= Indio Mariano =

Mexican rebel

Indio Mariano was an Indigenous rebel against Spain in 1801 in Tepic, Nueva Galicia, now in the Mexican state of Nayarit.

==The background==
With the arrival of the Bourbons on the throne of Spain in 1801 came a period of Indio Mariano, one of them serious, led by different men. The first of these took place in Tepic, Nueva Galicia, in January. The second occurred in September in Nuevo León.

==The first rebellion==
Juan Hilario Rubio, an important man of Tepic, Alcalde José Desiderio Maldonado, and the Indigenous clerk Juan Francisco Medina were the leaders of the first Indio Mariano rebellion. These men circulated a proclamation for the crowning of a native of Tlaxcala as Rey de Indias Mariano Primero (Mariano I, king of the Indies). This was scheduled for January 6, 1801. Even before that date, some pueblos were in open rebellion against the Spanish.

The coronation, however, was frustrated. The Spanish officials were able to assemble a force of 762 men and 8 pieces of artillery, relying largely on the local militia and the fleet in the harbor at San Blas. For the place and time, this was an overwhelming force.

The three leaders and many other persons were taken prisoner. Many prisoners were taken in two "battles", one on January 5 and one on that day or shortly thereafter. The Indigenous offered little resistance, and casualties were minimal. The rebellion seemed to be over by January 8, but the following week a second wave appeared. The Spanish forces suffered setbacks. Large groups of armed Indians were seen in many places, converging on Tepic. The Spanish were forced to withdraw from various villages. They, too converged on Tepic.

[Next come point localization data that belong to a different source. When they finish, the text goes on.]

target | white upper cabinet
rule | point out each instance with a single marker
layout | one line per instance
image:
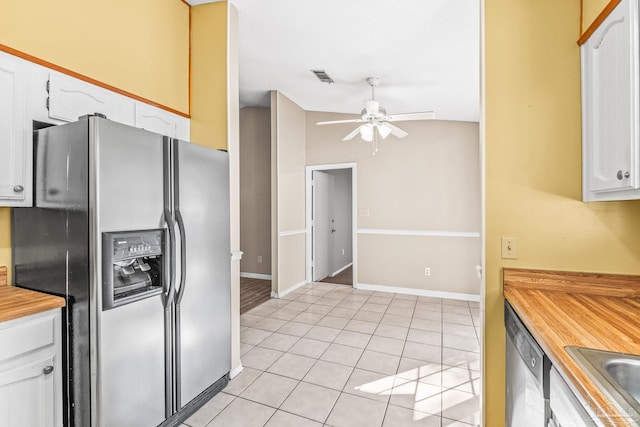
(156, 120)
(70, 98)
(15, 137)
(30, 92)
(610, 110)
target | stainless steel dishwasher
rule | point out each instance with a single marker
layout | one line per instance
(527, 398)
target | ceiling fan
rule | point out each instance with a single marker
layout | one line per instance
(375, 120)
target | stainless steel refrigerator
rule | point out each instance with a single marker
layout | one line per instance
(132, 228)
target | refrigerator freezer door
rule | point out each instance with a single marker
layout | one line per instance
(130, 338)
(201, 196)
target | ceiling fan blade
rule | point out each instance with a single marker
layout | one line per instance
(352, 134)
(333, 122)
(427, 115)
(396, 131)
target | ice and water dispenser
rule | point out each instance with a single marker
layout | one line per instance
(132, 266)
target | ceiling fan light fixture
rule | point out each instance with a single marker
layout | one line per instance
(366, 132)
(384, 130)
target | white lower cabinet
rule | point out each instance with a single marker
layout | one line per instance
(30, 371)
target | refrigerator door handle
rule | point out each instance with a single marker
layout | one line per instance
(168, 300)
(183, 256)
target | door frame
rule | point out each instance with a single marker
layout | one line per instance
(309, 215)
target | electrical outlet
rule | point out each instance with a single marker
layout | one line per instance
(509, 248)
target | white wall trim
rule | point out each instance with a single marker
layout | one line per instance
(292, 232)
(235, 371)
(429, 233)
(289, 290)
(419, 292)
(335, 273)
(255, 276)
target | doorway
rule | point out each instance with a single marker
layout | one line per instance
(331, 224)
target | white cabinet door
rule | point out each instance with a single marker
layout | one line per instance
(70, 98)
(27, 395)
(15, 138)
(156, 120)
(31, 371)
(610, 105)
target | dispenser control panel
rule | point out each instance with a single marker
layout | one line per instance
(132, 266)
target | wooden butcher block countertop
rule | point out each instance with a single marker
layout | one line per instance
(18, 302)
(600, 311)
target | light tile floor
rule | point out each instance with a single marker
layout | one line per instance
(331, 355)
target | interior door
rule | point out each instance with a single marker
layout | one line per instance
(321, 231)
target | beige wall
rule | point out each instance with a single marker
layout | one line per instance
(148, 56)
(141, 47)
(428, 181)
(255, 189)
(590, 11)
(209, 79)
(288, 192)
(533, 166)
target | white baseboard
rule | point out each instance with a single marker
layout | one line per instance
(255, 276)
(419, 292)
(286, 291)
(335, 273)
(235, 371)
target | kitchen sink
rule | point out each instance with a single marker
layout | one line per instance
(616, 374)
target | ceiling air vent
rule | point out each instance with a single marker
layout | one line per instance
(323, 76)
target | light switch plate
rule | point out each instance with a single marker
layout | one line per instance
(509, 248)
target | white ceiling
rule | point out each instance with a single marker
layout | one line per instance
(426, 53)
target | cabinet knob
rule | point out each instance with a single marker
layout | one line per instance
(621, 175)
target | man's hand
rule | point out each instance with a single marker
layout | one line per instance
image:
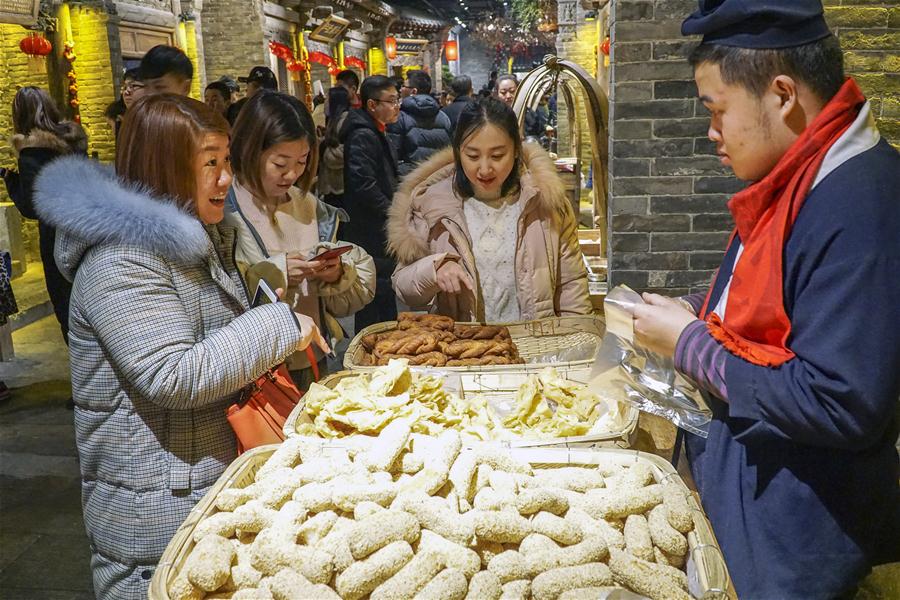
(659, 323)
(452, 279)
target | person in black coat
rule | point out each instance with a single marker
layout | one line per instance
(41, 136)
(461, 89)
(370, 179)
(421, 129)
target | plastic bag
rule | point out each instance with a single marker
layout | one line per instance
(626, 372)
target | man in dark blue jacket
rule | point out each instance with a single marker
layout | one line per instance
(799, 347)
(422, 128)
(370, 179)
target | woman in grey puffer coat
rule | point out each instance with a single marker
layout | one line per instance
(161, 336)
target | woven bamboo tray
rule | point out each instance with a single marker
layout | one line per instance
(502, 386)
(707, 573)
(532, 338)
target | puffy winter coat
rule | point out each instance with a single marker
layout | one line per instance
(161, 342)
(354, 290)
(421, 130)
(370, 179)
(427, 225)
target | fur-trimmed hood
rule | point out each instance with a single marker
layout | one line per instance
(428, 194)
(88, 205)
(72, 141)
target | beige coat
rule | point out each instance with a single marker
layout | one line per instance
(427, 226)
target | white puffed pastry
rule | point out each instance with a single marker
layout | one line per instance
(409, 580)
(455, 556)
(381, 529)
(484, 586)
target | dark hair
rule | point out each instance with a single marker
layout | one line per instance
(338, 104)
(162, 60)
(819, 65)
(473, 117)
(373, 86)
(461, 85)
(270, 118)
(505, 77)
(349, 77)
(222, 88)
(420, 80)
(160, 140)
(33, 108)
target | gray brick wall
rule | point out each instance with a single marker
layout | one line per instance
(233, 40)
(669, 221)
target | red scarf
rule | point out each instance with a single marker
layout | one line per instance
(758, 326)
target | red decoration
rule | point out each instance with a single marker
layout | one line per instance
(390, 47)
(36, 45)
(321, 58)
(353, 61)
(451, 49)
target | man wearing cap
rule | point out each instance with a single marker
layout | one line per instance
(797, 344)
(260, 78)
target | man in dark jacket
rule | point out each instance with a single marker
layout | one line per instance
(461, 89)
(370, 178)
(796, 346)
(422, 128)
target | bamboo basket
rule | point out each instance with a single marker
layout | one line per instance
(498, 386)
(707, 573)
(532, 338)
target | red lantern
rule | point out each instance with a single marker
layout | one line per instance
(390, 47)
(451, 49)
(36, 45)
(604, 46)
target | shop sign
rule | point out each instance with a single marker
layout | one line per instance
(410, 46)
(330, 30)
(21, 12)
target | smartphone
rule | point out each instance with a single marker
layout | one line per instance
(333, 253)
(264, 294)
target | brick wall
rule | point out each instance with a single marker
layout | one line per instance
(870, 37)
(232, 37)
(669, 222)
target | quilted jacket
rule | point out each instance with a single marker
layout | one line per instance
(161, 342)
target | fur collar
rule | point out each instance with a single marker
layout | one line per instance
(85, 200)
(427, 194)
(73, 140)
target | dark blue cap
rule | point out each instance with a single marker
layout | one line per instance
(758, 23)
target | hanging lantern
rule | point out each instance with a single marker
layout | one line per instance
(451, 49)
(36, 45)
(390, 47)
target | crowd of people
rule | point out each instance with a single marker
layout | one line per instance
(152, 263)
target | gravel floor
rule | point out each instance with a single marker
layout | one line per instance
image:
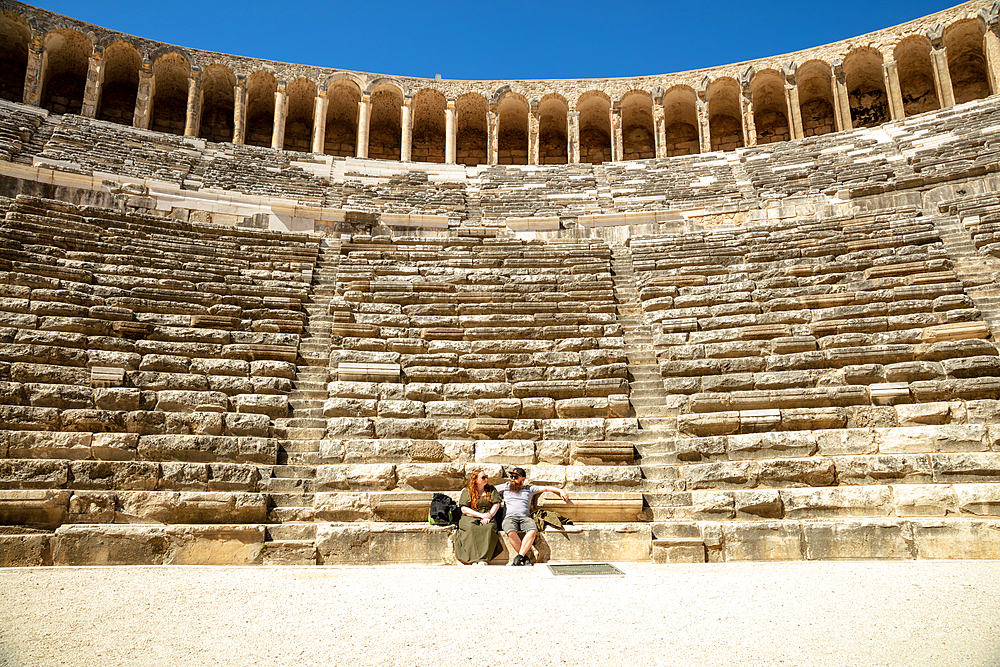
(809, 614)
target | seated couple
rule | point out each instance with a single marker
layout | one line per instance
(477, 540)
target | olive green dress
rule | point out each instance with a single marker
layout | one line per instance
(475, 541)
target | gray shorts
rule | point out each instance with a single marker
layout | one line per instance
(518, 522)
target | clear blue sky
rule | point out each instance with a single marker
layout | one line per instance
(487, 39)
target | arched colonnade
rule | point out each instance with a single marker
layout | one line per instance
(345, 114)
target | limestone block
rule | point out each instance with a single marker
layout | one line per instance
(42, 445)
(797, 472)
(882, 468)
(541, 407)
(701, 425)
(762, 541)
(349, 407)
(712, 505)
(721, 475)
(29, 550)
(596, 507)
(188, 448)
(574, 429)
(244, 424)
(513, 452)
(845, 442)
(447, 409)
(274, 406)
(857, 501)
(346, 428)
(924, 500)
(278, 369)
(790, 444)
(758, 504)
(33, 474)
(356, 477)
(41, 507)
(596, 543)
(109, 545)
(192, 401)
(858, 539)
(951, 538)
(342, 507)
(943, 438)
(116, 398)
(343, 545)
(213, 545)
(448, 476)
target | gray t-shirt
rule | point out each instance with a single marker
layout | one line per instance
(518, 502)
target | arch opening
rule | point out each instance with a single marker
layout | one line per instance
(595, 127)
(67, 60)
(473, 135)
(638, 134)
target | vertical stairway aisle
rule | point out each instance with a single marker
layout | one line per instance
(290, 486)
(657, 424)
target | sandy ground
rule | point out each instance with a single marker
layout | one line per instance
(803, 614)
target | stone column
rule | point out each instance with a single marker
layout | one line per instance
(240, 111)
(192, 121)
(406, 122)
(795, 129)
(617, 143)
(841, 100)
(33, 76)
(319, 122)
(991, 46)
(280, 113)
(573, 134)
(144, 96)
(450, 133)
(364, 113)
(95, 76)
(493, 137)
(939, 67)
(890, 75)
(746, 111)
(533, 132)
(659, 124)
(704, 127)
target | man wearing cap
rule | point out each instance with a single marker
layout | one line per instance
(517, 499)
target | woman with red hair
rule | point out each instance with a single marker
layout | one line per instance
(477, 540)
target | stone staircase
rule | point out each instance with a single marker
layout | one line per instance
(291, 483)
(975, 270)
(657, 428)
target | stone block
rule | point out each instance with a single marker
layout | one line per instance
(847, 502)
(966, 467)
(957, 538)
(855, 539)
(813, 471)
(343, 507)
(627, 542)
(213, 545)
(33, 507)
(722, 475)
(343, 544)
(782, 444)
(88, 545)
(943, 438)
(762, 541)
(934, 500)
(883, 468)
(30, 550)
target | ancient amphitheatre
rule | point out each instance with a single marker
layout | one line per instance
(258, 313)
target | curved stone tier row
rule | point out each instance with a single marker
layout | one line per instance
(64, 66)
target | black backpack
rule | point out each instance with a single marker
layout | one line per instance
(444, 511)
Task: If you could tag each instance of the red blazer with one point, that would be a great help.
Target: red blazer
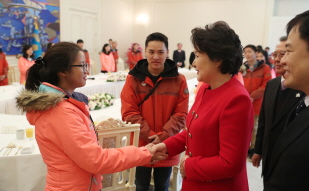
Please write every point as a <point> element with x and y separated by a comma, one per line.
<point>217,138</point>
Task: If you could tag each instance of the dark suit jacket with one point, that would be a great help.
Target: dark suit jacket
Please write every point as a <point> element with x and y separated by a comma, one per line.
<point>271,127</point>
<point>289,166</point>
<point>179,57</point>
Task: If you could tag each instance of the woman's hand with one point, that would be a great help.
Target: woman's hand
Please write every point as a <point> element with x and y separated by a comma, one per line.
<point>182,166</point>
<point>156,154</point>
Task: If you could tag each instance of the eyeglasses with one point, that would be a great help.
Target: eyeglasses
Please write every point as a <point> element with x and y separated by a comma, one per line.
<point>85,67</point>
<point>278,54</point>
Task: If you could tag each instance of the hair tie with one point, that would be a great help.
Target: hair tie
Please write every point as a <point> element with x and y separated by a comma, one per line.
<point>39,63</point>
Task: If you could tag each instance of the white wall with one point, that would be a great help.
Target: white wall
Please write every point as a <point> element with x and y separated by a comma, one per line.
<point>290,8</point>
<point>176,19</point>
<point>117,24</point>
<point>284,11</point>
<point>95,21</point>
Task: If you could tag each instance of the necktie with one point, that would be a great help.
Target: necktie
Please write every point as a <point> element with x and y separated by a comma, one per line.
<point>300,107</point>
<point>282,86</point>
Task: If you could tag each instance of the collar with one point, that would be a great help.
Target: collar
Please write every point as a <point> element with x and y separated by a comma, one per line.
<point>306,101</point>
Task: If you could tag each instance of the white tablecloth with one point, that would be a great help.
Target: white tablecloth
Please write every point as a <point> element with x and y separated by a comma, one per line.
<point>189,74</point>
<point>7,101</point>
<point>20,172</point>
<point>99,85</point>
<point>27,172</point>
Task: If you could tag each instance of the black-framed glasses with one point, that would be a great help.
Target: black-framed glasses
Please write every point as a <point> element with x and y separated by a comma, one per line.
<point>85,67</point>
<point>278,54</point>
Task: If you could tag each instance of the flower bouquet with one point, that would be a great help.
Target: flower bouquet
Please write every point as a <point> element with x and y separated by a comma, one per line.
<point>116,77</point>
<point>99,101</point>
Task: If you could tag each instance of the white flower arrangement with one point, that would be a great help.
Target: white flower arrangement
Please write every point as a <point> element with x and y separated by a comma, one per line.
<point>116,77</point>
<point>99,101</point>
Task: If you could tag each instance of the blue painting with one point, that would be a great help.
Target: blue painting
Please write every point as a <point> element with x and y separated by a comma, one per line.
<point>34,22</point>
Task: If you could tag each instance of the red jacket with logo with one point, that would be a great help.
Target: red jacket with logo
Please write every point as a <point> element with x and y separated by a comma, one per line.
<point>164,112</point>
<point>255,83</point>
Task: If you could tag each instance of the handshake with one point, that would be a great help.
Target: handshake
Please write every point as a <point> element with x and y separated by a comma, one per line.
<point>158,152</point>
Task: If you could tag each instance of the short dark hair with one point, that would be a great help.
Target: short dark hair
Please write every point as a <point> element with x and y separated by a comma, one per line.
<point>251,46</point>
<point>79,41</point>
<point>25,48</point>
<point>283,38</point>
<point>265,54</point>
<point>259,47</point>
<point>301,21</point>
<point>157,37</point>
<point>220,43</point>
<point>57,58</point>
<point>50,44</point>
<point>103,49</point>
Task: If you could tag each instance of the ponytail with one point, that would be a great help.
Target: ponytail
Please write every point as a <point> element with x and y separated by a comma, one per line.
<point>57,58</point>
<point>33,75</point>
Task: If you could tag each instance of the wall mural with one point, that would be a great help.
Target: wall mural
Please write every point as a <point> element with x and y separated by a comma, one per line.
<point>35,22</point>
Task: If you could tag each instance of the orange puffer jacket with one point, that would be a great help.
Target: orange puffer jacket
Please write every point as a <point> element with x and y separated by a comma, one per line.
<point>164,112</point>
<point>68,144</point>
<point>255,83</point>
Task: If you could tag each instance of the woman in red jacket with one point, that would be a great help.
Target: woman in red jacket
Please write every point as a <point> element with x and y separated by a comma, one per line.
<point>25,62</point>
<point>107,59</point>
<point>4,68</point>
<point>219,124</point>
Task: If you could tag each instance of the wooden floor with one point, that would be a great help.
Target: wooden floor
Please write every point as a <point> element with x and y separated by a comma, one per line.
<point>254,177</point>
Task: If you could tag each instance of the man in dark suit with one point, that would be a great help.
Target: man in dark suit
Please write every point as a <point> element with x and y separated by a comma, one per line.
<point>288,168</point>
<point>179,56</point>
<point>277,104</point>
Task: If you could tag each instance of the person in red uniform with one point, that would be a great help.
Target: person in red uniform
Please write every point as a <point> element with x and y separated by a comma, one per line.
<point>218,127</point>
<point>80,43</point>
<point>162,113</point>
<point>4,68</point>
<point>114,51</point>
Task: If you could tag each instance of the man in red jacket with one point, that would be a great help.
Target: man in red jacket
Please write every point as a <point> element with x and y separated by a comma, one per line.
<point>255,80</point>
<point>156,96</point>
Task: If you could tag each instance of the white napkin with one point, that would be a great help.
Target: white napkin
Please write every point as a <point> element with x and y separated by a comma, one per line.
<point>27,149</point>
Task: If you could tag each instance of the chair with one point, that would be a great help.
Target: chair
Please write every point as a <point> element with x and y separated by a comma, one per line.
<point>11,74</point>
<point>176,179</point>
<point>113,133</point>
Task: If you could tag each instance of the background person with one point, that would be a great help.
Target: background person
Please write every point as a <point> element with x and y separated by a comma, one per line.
<point>107,60</point>
<point>25,62</point>
<point>4,68</point>
<point>179,56</point>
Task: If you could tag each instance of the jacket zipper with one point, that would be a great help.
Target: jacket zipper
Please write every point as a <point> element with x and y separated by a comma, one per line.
<point>90,183</point>
<point>92,178</point>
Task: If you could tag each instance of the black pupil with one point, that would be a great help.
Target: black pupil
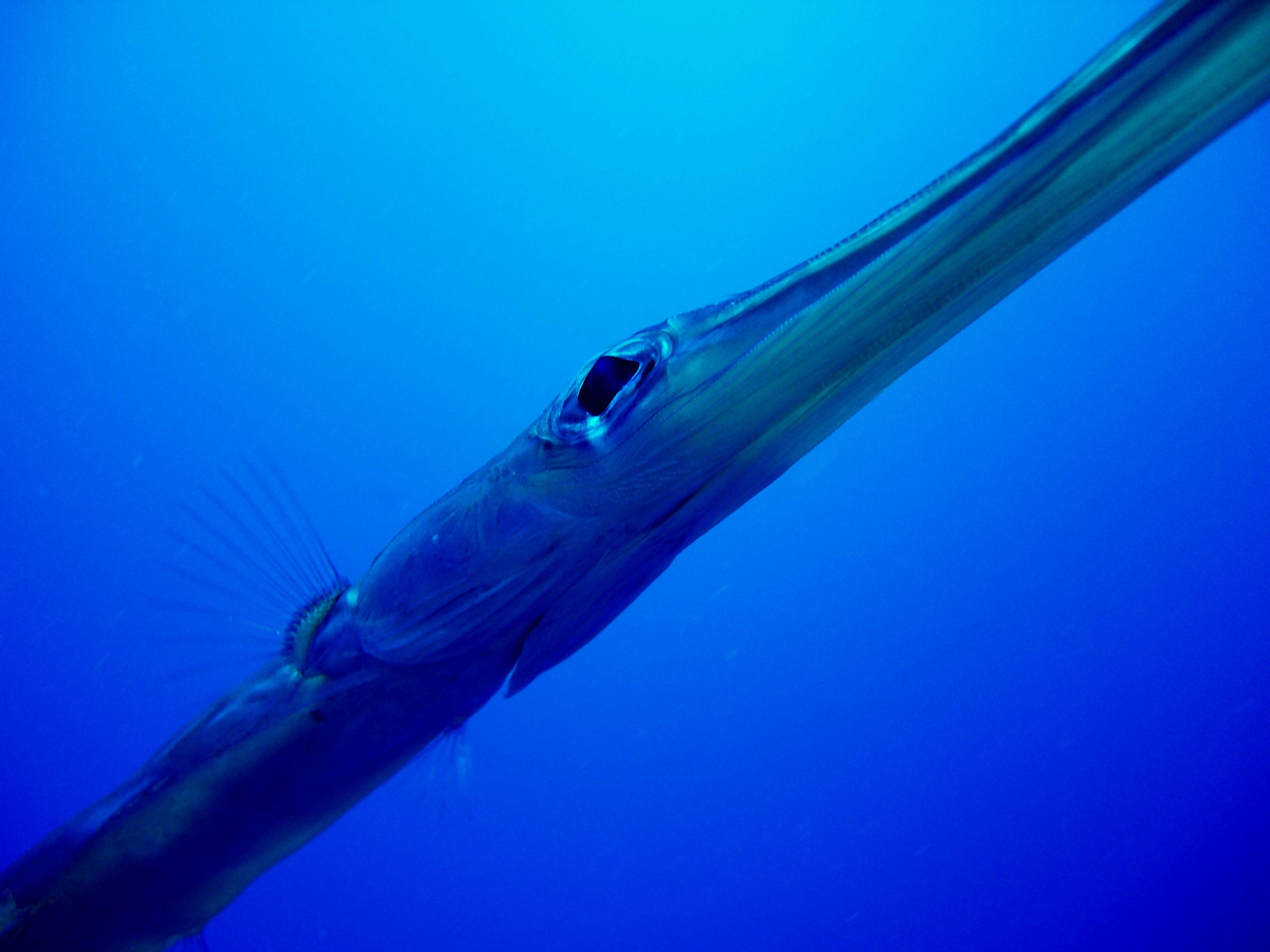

Alarming rumors began to circulate — that 5,000 Yaquis were approaching; that 6,000 to 7,000 Yumas were coming from the Colorado River. The rebellion and rumours greatly alarmed viceregal officials in Mexico City, particularly since the mother country, and therefore also the colony, was at war with Great Britain. They began to fear the possibility of a general Indian uprising, perhaps simultaneously with a British invasion.

The fears were relieved the following week. Reports contradicted the rumours of massive movements of warriors. Other reports arrived telling of Indians returning peacefully to their villages. On January 19, Captain Leonardo Pintado dispersed a group of armed rebels, taking 33 prisoners. The emergency came to an end. The Spanish had taken approximately 300 prisoners.

Most of those arrested were sent to Guadalajara. However, some died in jail in Tepic of an unknown disease, some on the march to Guadalajara, and some after arriving in Guadalajara. Some of the Spanish troops also suffered from the disease, and some of them died. Juan Hilario Rubio was one of the rebels who died in Guadalajara. He was condemned postmortem to confiscation of his property, demolition of his house, and sowing of his fields with salt. The two other leaders were condemned to six years of public labor in Veracruz. This was a sentence that often proved fatal. Most of the other surviving prisoners were released.

Indio Mariano (also known as Máscara de Oro, or Golden Mask) was never crowned. He was apparently a young Indian itinerant beggar who showed up in Tepic shortly before Christmas 1800 in the company of an old mulatto and a child. He claimed to be the son of a deceased governor of Tlaxcala, and to have grown up in luxury. It may not have been true that Indio Mariano was a native of Tlaxcala in a literal sense. For the Indian resistance of the time, claiming a relationship to Tlaxcala was asserting a claim to the special rights granted to the Indigenous of that place by Hernán Cortés at the time of the Conquest. Indio Mariano was never found. However, rights and titles claimed in connection with Tlaxcalla persisted up until the time of the first Mexican Empire and may have even played a significant role in motivating some natives to side with the conservative forces during the French Intervention. There has been speculation that the "Promise of Tlaxcalla" may have played a part in the Cristero Rebellion, due in part to the belief that the catholic rebels were awaiting pontifical approval before crowning an official "Prince of Tlaxcalla" as heir to a "Kingdom of the Aztecs" in fulfillment of the Tlaxcalla Compact. One has to believe that the Tlaxcalla Compact may have given rise to the chicano legend of the return of the Quetzalcuatl to unify a broken Aztlan. Quetzalcuatl is the chief deity of the allied Aztec tribes who unified themselves under Tlaxcalla and the Spanish, when they liberated Cholula from Mexican control, leading up to the conquest of Tenochtitlan.

==The second "rebellion"==
On September 1, 1801, in Nuevo León, an Indian by the name of Juan José García was apprehended stealing cattle. He told the authorities he was Mariano I or Alejandro I. These were names of kings. Mariano asserted that his royal birth and ancestry were documented by papal certificates that he had personally obtained in Rome. His case was transferred to the royal medical tribunal, where he was diagnosed as mentally ill with melancholia. He was ordered to the hospital of San Hipólito for treatment.